Date: 20 August 2022 (Saturday)
Time: 1300 – 1410
Venue: Suntec Singapore Convention & Exhibition Centre, Sentosa Hall 404, Level 4

The Future of Hospital Sound: Transforming Healthcare Through Sound Experience
Dr Yoko K. Sen, United States
Dr Avery Sen, United States

Key Takeaways

  1. Participants recognize the unintended, often unconscious impacts that the hospital noise – especially sounds of medical devices – can have on themselves, their colleagues, their patients, and patients’ families.
  2. Participants develop an awareness of the particular qualities of the device sounds that they hear, how those qualities affect their experience, and how they could be active participants in their improvement.

Abstract / Session Description

Do you hear the sound of alarms in your dreams? Studies show that sound has a tremendous impact on the hospital environments and the wellbeing of patients and clinicians alike, yet it has often been an afterthought in healthcare, particularly in the field of medical device design. The sounds of medical devices often surround the most vulnerable times of our lives. So these sounds should not only be safe and functional, but also sensible, kind, and respectful of human dignity. And they should be designed with people who have to hear them most often.

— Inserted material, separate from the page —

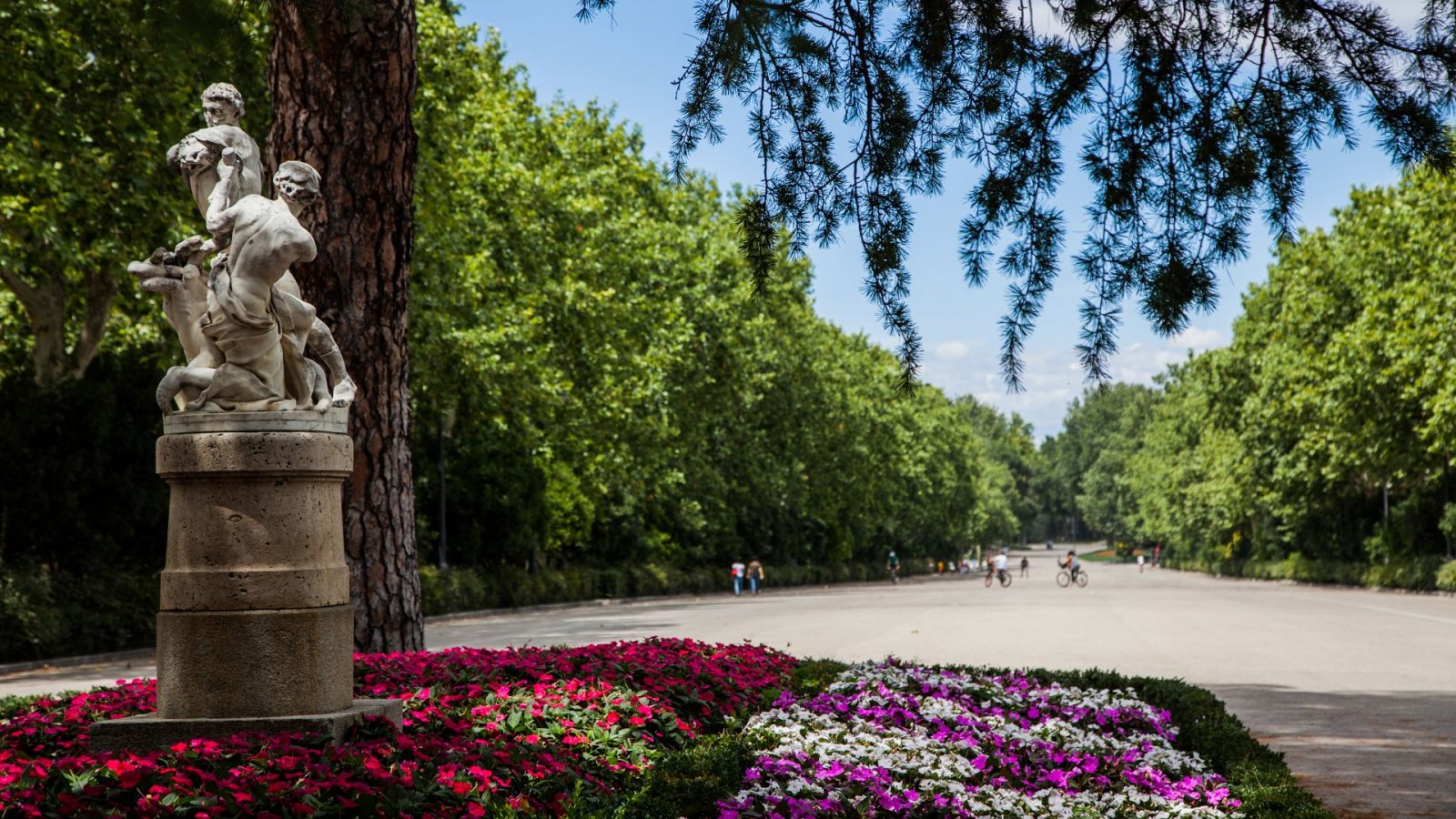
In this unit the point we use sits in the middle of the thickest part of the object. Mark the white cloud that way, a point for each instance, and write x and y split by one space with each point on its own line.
1052 378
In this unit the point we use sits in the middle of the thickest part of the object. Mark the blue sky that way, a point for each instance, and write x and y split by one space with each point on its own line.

This session tells a story about Beepers (people who make beeps) and The Beeped (people who get beeped), and the participatory sound design process for Philips patient monitoring. It will address why sound matters in the hospital sound environments, the distinction between sound and noise, and the impact of noise on both patients and clinicians. It will then introduce a sound design project for the Philips patient monitoring system as a case study to demonstrate the importance of including diverse groups of users (clinicians) and beneficiaries (patients) in the design process to address complex, nuanced challenges. Patient monitors can contribute up to 80% of machine noise in ICUs. This is the first time in decades that the sound of the Philips patient monitoring system is being redesigned. Therefore, improving the sound of this particular medical device will have a significant impact on the hospital soundscape at large.

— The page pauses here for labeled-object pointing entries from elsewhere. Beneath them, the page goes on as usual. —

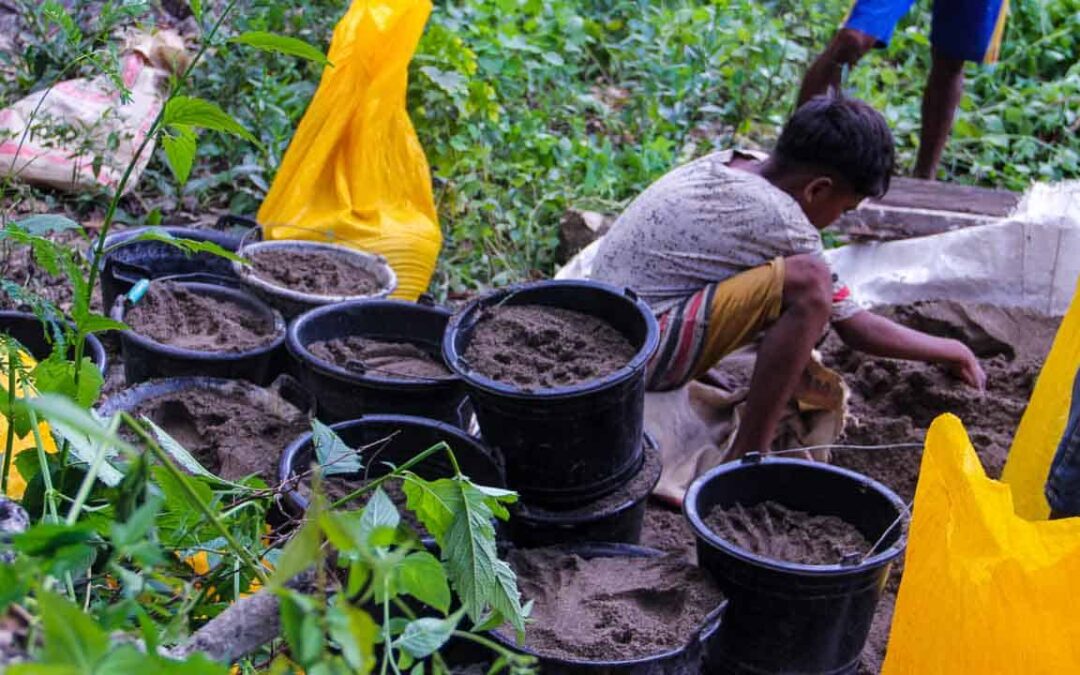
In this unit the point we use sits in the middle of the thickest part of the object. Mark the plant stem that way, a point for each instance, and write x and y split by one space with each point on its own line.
193 497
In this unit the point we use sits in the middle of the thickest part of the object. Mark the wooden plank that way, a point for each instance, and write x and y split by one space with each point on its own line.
936 196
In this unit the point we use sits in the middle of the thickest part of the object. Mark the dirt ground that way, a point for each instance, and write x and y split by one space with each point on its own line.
895 402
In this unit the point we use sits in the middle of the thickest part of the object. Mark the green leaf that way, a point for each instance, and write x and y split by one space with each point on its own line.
45 224
71 636
188 111
298 555
424 636
421 576
354 632
282 44
333 455
179 146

Alarm sounds should have “attention-getting ability, distinctiveness, clear communication of the desired information, and freedom from annoyance and aversion” (ANSI/AAMI HE75:2009/2018). However, sounds that emphasize the “attention-getting ability” and “distinctiveness” can be harsh, high-pitched, and have a flat, machine-like amplitude envelope, often resulting in “annoyance and aversion,” fatigue, and psychological distress on users and beneficiaries. In order to improve the functionality of a sound (i.e., making it audible, distinctive, informative), as well as its sensibility (i.e., making it reasonably pleasant), it is important to consider the subjective, lived experiences of the people who would be affected. Sounds designed with these considerations can then go through the traditional usability evaluations to explore design strengths and potential for improvements by observing users in simulated environments, reacting to alarms. The presenters argue that functionality and sensibility do not have to be mutually exclusive; improving one could also improve the other.

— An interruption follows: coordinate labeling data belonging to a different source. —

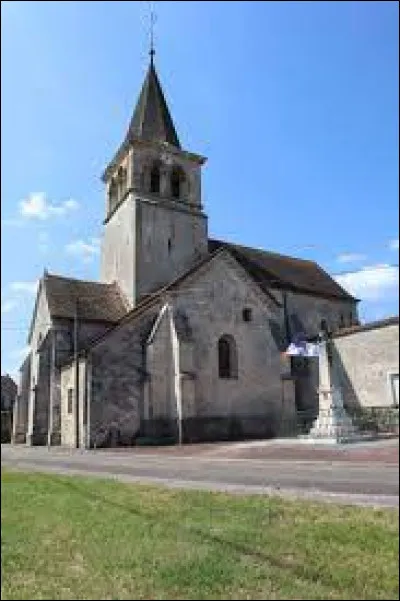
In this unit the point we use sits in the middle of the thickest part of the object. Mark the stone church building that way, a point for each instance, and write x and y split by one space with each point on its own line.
183 334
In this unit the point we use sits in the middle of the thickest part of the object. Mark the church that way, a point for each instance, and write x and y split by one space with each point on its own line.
182 336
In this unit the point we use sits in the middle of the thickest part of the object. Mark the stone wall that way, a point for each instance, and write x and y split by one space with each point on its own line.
20 421
170 239
39 372
118 248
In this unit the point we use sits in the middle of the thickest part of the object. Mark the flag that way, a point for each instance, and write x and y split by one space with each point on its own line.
302 349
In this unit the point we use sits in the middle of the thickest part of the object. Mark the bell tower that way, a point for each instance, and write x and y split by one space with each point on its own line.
154 228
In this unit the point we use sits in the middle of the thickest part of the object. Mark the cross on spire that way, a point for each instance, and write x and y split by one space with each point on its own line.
153 19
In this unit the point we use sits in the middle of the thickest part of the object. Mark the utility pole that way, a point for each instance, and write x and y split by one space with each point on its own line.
76 362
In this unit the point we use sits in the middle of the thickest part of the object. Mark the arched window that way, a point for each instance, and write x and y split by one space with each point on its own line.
122 182
227 357
177 178
155 179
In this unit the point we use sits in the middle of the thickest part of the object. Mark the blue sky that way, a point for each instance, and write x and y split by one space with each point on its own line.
295 104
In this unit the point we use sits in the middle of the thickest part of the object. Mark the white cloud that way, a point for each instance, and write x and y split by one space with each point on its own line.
85 250
36 206
29 287
43 240
372 283
7 306
350 257
21 353
12 221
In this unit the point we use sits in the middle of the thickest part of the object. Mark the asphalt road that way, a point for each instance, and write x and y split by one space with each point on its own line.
350 483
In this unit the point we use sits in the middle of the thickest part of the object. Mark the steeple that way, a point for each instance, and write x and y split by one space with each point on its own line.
151 120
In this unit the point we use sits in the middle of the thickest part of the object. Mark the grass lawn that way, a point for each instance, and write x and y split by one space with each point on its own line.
76 538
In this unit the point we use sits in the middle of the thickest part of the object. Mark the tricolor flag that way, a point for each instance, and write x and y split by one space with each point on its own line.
299 347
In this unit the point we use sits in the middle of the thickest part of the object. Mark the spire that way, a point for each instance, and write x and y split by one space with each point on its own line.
151 119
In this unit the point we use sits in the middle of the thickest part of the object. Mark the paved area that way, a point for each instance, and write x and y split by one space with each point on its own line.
365 482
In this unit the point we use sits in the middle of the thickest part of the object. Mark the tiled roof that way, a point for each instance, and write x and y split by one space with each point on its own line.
274 270
96 301
364 327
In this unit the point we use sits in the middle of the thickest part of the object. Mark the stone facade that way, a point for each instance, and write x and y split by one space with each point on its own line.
151 237
181 337
366 364
163 364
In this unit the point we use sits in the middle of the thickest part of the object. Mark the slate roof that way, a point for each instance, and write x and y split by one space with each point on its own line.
151 119
96 301
280 271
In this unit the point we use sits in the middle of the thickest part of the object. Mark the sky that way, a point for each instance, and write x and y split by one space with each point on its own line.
295 104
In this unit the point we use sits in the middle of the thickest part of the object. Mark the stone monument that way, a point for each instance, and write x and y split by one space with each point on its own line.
333 424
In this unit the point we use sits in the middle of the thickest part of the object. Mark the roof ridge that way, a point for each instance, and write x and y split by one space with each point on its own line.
262 250
71 279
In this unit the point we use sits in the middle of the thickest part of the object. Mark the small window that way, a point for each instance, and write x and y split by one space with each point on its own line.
155 179
70 397
176 182
247 314
113 194
227 357
122 183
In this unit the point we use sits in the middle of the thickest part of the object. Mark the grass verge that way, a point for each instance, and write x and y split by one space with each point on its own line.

Anxious. Fearful. Stressed. These are the words that come up when we ask people about how clinical auditory alarms make them feel. To describe the quality of sound itself, many struggle to find any words at all. Some clinicians say they do not feel they have “permission” to critique the alarm sounds that they have to hear every day. The process of improving sounds for the patient monitor can produce within stakeholders an elevated capacity for discourse about the audible aspects of healthcare, so that expectations are raised and other challenges with healthcare soundscapes can be addressed with community participation.

Reducing alarm fatigue in the ICU
Dr Mark-Holger Konrad, Germany

The number of devices that are used in the acute care area is increasing. With strong emphasis on risk management and increasing regulatory requirements, we see an increase in alarms and noise within the ICU. That noise leads to scenarios where alarms fail to attract attention but instead generate stress to both caregivers and patients.

We will share some examples of Alarm Fatigue, try to circle the complexity of identify causes and potential mitigations on a technology but also workflow level.